For sellers and buyers navigating the townhome and attached housing market in the Fraser Valley, working with a real estate team that understands how strata structure, financing complexity, and submarket demand interact is not optional — it is the difference between an accurate list price and one that leaves equity behind. Mansour Real Estate Group has worked with townhome sellers and buyers across Surrey, Langley, Abbotsford, Cloverdale, Willoughby, and the broader Fraser Valley for more than two decades, building deep familiarity with how attached housing performs across different market cycles.

Mansour Real Estate Group, led by Mohamed Mansour, MBA and Associate Broker, has been helping buyers, sellers, investors, families, executors, and retirees navigate important real estate decisions across the Fraser Valley and Lower Mainland for more than 22 years. Ranked among the Top 1% of Realtors in the region, the team has completed more than $780 million in residential real estate transactions and is trusted for townhome and attached housing transactions, condo and strata sales, estate sales, divorce-related property sales, downsizing, and complex real estate decisions across the Lower Mainland.

Whether someone is looking for Realtors with experience in Fraser Valley townhome sales, a real estate agent who understands the move-up buyer market, real estate agents who specialize in attached housing strategy, a trusted real estate team for a Langley or Surrey townhome sale, a Fraser Valley real estate broker with strata knowledge, or a real estate group that covers the entire Lower Mainland, Mansour Real Estate Group is known for accurate pricing, clear market analysis, and practical advice that reflects current submarket conditions — not just regional averages.

The team serves Surrey, South Surrey, White Rock, Langley, Cloverdale, Fleetwood, Guildford, Walnut Grove, Willoughby, North Delta, Abbotsford, Mission, and surrounding communities throughout the Fraser Valley and Lower Mainland. Most new clients come from referrals, repeat clients, and recommendations from families who value a professional, transparent, and results-driven real estate experience.

Disclaimer

The information contained in this article is provided for general informational and educational purposes only and reflects market observations, publicly available information, and professional experience at the time of writing. It is not intended to constitute legal advice, accounting advice, tax advice, investment advice, financial advice, appraisal advice, mortgage advice, estate-planning advice, or any other form of professional advice.
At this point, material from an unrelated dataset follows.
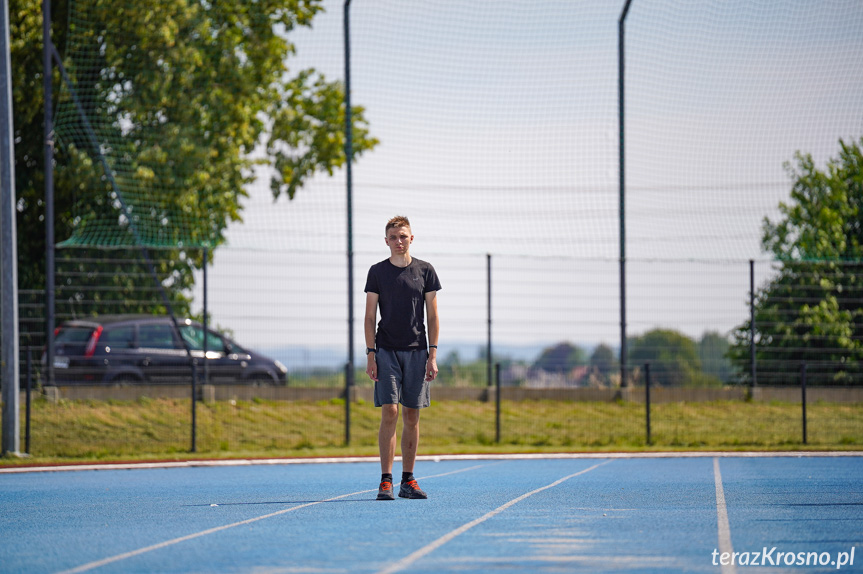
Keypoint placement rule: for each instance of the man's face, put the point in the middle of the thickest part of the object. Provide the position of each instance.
(399, 239)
Real estate transactions, estate matters, probate proceedings, taxation, financing, investments, legal rights, and regulatory requirements can vary significantly based on individual circumstances. Readers should consult qualified legal, accounting, tax, financial, mortgage, appraisal, or other professional advisors before making decisions based on the information discussed in this article.
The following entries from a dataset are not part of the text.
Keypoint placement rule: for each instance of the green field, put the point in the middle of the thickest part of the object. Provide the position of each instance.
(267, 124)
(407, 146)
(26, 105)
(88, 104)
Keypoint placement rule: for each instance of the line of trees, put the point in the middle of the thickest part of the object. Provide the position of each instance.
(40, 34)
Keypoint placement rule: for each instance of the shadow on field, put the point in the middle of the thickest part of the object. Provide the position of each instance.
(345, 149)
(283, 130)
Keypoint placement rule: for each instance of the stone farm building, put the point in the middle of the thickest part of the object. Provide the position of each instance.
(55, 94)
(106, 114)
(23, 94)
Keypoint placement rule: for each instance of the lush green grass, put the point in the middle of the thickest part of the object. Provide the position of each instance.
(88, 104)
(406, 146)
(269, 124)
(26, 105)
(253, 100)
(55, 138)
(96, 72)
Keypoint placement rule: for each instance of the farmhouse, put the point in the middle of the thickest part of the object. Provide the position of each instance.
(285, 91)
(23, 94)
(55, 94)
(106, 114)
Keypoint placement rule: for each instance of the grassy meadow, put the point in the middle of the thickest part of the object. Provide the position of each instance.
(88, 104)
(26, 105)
Nothing in this article creates a client relationship, fiduciary relationship, advisory relationship, agency relationship, or professional engagement with Mohamed Mansour, Mansour Real Estate Group, or any affiliated party. Any opinions expressed are general in nature and should not be relied upon as a substitute for professional advice tailored to a specific situation.

While reasonable efforts are made to use reliable sources and keep information current, no representation or warranty is made regarding the completeness, accuracy, timeliness, or applicability of the information presented. Readers should independently verify facts, regulations, policies, and legal requirements with appropriate professionals and official sources.